Accounting for taste

One of the more important anniversaries in the arts world is taking place this year, but the object of commemoration is no composer, painter or playwright, but the Arts Council (these days the Arts Council of England, after Welsh and Scottish funding was devolved to separate bodies), which this year celebreates its 60th birthday.

A very gracious press officer for the organisation explains to me that the Council "has always been about innovation and change", and in keeping with this spirit is now engaged in a long range consultation about its future.

Rather in the manner of goverments unsure how to address a pressing public issue, ACE is keen to start "a national debate" about its work. After initial consultations and focus groupings last year, they've boiled the issues at stake down to five key questions:

• What do you value about the arts? • What principles should guide public funding of the arts today? • What are the responsibilities of publicly funded arts organisations? • When should an artist receive public money? • Should members of the public be involved in arts funding decisions?

And they want everybody's opinion: not just yours and mine as pathological arts fetishists, but those who probably wouldn't register these as interesting questions (the fabled "new audiences" of tomorrow). Quite whether this is going to set the nation's pubs and water coolers humming with strong views about public support for mime artistry, or fuel heated debates on radio phone-ins, is open to question.

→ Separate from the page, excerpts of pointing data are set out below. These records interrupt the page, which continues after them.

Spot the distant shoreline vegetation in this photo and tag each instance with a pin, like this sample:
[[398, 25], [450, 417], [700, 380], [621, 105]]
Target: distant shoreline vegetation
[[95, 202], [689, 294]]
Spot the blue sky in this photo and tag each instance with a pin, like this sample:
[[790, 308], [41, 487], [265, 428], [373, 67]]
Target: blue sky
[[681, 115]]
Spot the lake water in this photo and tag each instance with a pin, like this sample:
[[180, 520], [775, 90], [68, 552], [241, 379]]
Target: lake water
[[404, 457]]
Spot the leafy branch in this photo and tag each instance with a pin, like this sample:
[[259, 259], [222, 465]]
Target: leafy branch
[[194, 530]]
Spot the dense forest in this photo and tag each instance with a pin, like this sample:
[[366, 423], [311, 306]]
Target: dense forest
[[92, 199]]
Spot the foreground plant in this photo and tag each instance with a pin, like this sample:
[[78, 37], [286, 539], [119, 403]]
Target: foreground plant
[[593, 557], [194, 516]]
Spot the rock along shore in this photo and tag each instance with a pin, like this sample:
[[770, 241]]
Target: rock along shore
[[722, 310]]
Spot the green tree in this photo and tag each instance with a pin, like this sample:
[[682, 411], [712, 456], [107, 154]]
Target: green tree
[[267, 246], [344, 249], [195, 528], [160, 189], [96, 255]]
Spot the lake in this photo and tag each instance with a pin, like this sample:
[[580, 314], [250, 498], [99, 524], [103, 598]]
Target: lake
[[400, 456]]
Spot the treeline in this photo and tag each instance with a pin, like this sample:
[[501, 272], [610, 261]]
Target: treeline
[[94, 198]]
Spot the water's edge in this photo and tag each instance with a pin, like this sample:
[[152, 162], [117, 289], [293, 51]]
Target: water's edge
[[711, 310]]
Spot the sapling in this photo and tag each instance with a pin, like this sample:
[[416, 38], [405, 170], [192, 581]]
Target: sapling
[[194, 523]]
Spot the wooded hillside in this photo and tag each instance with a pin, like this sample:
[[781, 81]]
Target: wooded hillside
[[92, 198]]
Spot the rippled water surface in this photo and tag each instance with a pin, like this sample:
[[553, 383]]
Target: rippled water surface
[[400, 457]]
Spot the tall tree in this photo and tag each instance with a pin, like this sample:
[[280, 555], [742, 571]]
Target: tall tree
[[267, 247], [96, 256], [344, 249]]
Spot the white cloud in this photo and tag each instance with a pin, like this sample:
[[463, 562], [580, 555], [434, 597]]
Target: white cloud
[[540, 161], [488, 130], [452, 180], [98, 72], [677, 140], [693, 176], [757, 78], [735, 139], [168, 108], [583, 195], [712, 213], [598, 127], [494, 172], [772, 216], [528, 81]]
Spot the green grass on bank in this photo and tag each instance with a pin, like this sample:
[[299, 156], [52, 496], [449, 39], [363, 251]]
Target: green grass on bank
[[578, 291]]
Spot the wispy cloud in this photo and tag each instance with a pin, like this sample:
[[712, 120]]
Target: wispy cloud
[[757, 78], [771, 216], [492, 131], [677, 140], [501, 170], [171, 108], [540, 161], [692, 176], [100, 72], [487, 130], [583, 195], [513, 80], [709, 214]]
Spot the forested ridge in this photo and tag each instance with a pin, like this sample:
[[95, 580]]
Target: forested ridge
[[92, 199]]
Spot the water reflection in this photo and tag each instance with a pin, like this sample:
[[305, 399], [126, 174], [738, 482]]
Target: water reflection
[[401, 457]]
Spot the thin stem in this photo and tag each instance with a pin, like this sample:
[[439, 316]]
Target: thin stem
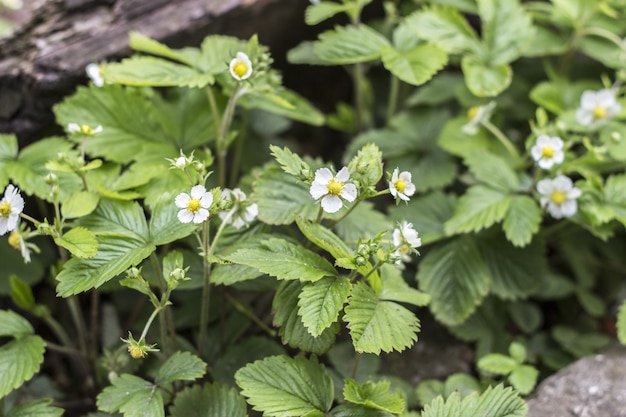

But the question of arts subsidy is a tricky one, one that many of us who can afford more theatre tickets because of it would probably not want to dwell on.

Because arts subsidy exists precisely to protect those artforms that the public doesn't like very much, doesn't it? The reason the Royal Opera House and the National Theatre gobble up such vast sums of public money is that without such help they would wither away.

You could argue that we're shoring up our heritage by protecting such vulnerable cultural stores, and propose a kind of Reaganite "trickle-down" theory of cultural enrichment: Bowie and Bjork wouldn't sound half so interesting without Stockhausen, for instance, and there'd certainly be no Stockhausen without arts subsidy. But neither line is all that convincing.

So why is ACE so keen to find out what the broader public wants? It may be that this is a more or less cosmetic exercise, designed to make an inescapably elitist organisation appear "accountable". The press officer I spoke to was keen to stress that this was a "deliberative" exercise, that other "stakeholders" such as arts professionals will also be consulted, and that it's way too early to say exactly how much influence public opinion will be given.

But if it's not, shouldn't every contemporary classical composer, every performance artist, and the board at Covent Garden, be losing an awful lot of sleep?